Uno de los santuarios marianos más célebres confiados a los Oblatos es, sin lugar a duda, el de Nuestra Señora de Madhu, en Sri Lanka. Se establecieron en 1851 en ese antiguo centro de peregrinaciones que atrae a millares de peregrinos en las principales fiestas de la Santísima Virgen. Se la invoca ahí con el título de Nuestra Señora del Santísimo Rosario. En 1933 el papa Pío XII le donó un enorme rosario, una verdadera obra de arte. La “Marcha triunfal” de Nuestra Señora es una procesión que levanta un entusiasmo indeible. La tierra de Madhu se la conoce por curar las mordeduras de serpientes venenosas, como la cobra. También se dan numerosas conversiones.

He aquí cómo la Virgen de Madhu devolvió la vista a un ciego y lo convirtió a la fe católica. El padre Julio Collin, OMI, (foto), fue testigo del milagro, en 1891. El padre Pedro Duchaussois, OMI, nos cuenta ese doble prodigio en una página interesantísima que yo entresaco de su libro admirable Bajo el sol ardiente de Ceilán.

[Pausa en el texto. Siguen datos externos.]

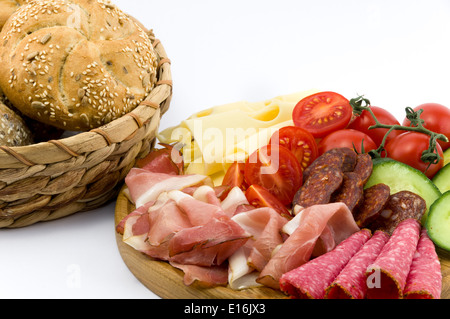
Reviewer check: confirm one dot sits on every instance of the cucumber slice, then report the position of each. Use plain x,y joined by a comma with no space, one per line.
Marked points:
399,177
442,179
438,222
447,156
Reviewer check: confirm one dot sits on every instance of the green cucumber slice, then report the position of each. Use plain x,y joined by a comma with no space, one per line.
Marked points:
447,156
442,179
399,177
438,222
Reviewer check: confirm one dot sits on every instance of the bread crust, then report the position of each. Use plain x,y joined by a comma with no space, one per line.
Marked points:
7,8
13,130
76,65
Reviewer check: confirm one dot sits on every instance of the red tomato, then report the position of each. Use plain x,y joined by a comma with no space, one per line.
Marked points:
347,138
408,147
275,168
322,113
365,120
258,196
300,142
437,119
235,176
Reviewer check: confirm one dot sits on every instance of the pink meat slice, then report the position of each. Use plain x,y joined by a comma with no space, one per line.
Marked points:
298,247
145,186
351,282
205,277
425,277
264,224
312,279
386,276
207,245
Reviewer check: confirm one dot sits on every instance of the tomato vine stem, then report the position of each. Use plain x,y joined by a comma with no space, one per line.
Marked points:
430,155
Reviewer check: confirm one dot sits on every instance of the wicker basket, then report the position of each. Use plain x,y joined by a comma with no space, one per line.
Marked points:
50,180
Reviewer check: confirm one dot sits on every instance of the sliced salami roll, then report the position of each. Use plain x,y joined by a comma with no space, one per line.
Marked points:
400,206
386,277
375,199
319,187
351,191
351,282
311,279
425,278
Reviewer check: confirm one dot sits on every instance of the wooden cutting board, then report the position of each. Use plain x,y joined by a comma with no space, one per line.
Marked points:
167,281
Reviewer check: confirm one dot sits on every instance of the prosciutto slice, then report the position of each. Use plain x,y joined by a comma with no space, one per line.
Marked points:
264,224
297,249
145,186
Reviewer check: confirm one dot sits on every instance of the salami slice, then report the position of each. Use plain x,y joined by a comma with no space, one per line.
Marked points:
319,187
425,278
311,279
351,282
386,276
343,159
363,167
351,191
374,200
401,206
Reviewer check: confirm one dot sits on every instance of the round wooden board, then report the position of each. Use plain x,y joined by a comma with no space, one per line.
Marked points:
167,281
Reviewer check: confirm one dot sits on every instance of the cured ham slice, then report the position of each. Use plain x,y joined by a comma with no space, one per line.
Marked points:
424,278
234,201
297,249
204,277
311,279
145,186
351,282
209,244
264,224
386,277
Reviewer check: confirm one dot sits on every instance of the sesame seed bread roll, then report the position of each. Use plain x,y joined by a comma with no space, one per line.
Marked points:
75,65
7,8
13,130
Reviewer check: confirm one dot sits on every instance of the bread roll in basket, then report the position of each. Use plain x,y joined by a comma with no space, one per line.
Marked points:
126,86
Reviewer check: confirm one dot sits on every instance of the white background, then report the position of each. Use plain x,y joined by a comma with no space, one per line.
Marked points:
397,53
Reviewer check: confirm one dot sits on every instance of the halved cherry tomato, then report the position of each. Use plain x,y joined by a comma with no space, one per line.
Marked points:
299,141
322,113
235,176
437,119
408,147
347,138
258,196
365,120
275,168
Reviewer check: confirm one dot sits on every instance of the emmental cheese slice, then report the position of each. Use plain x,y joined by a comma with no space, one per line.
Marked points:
214,138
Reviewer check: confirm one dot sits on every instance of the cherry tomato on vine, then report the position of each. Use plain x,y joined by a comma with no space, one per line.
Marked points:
299,141
275,168
365,120
258,196
408,147
347,138
437,119
322,113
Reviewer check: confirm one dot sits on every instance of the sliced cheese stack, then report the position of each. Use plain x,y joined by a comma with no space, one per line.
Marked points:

Un día un joven adulto, seguidor del dios Siva, se presentó ante el misionero oblato para pedirle que lo admitiera en la religión católica. Se explicó como sigue:

Yo era peón de albañil. Una salpicadura de cal viva me quemó los ojos. En mi aflicción por quedarme ciego, me encomendé a todos los dioses hindúes, pero todo en vano. Una señora, muy hermosa, se manifestó entonces a los ojos de mi alma y me dijo: Vete a Madhu y hazte cristiano. Yo no sabía lo que era Madhu, y el ser cristiano no me preocupaba de saberlo. La señora volvió y me repitió: Vete a Madhu y hazte cristiano. Yo seguí impasible. Pero vino por tercera vez la señora y me dijo con fuerza: Vete a Madhu y hazte cristiano. Si no, estás perdido para siempre en este mundo y en el otro. Entonces tuve miedo. Me informé e hice que me llevaran a Madhu. Puse tierra en los ojos y recuperé perfectamente la vista. Ahora, padre, instrúyame y bautíceme.

Pasado cierto tiempo, el padre Collin se enteró que aquel joven andaba por malos caminos y lo llamó a orden:

– “¿Cómo es que ofendes gravemente a Dios, después de tantas promesas?"

– “No tengo nada de qué arrepentirme, padre. El swami (padre) que te suplió un momento me ha dicho que yo podía proceder así. Mi novia se negaba a abandonar el hinduismo para casarse conmigo. Era la condición que yo le había propuesto. Entonces le pregunté al joven swami si ella podría igualmente cocerme el arroz. Él me respondió: Sí, ella puede cocerte el arroz. Así que, ¿por qué me regañas tú?

– “¡Desgraciado! ¿No te das cuenta de que ese joven swami no conoce todavía los giros de vuestra lengua? Él creía que se trataba tan sólo de preparar tu comida. Si hubiera sabido que cocer el arroz quería decir convivir con ella como si estuvierais casados, no te lo hubiera permitido en absoluto. Deja lo antes posible a esa criatura y vuelve a tu deber. Si no lo haces, la Virgen María podría arrepentirse de haberte curado y te lo hará saber”.

Santiago –ése era el nombre que había escogido al bautizarse- prometió pero no cumplió. La amenaza del sacerdote se cumplió: volvió a quedarse ciego. Pero volvió a Madhu, se confesó, reiteró sus propósitos con sinceridad, volvió a poner sobre sus ojos la tierra milagrosa y se le devolvió la vista. Veinte años más tarde, el padre Collin encontró a Santiago. No se había casado, porque la joven hinduista, la única que él quería, se obstinó en su paganismo; pero él vivía, efectivamente, como un buen cristiano.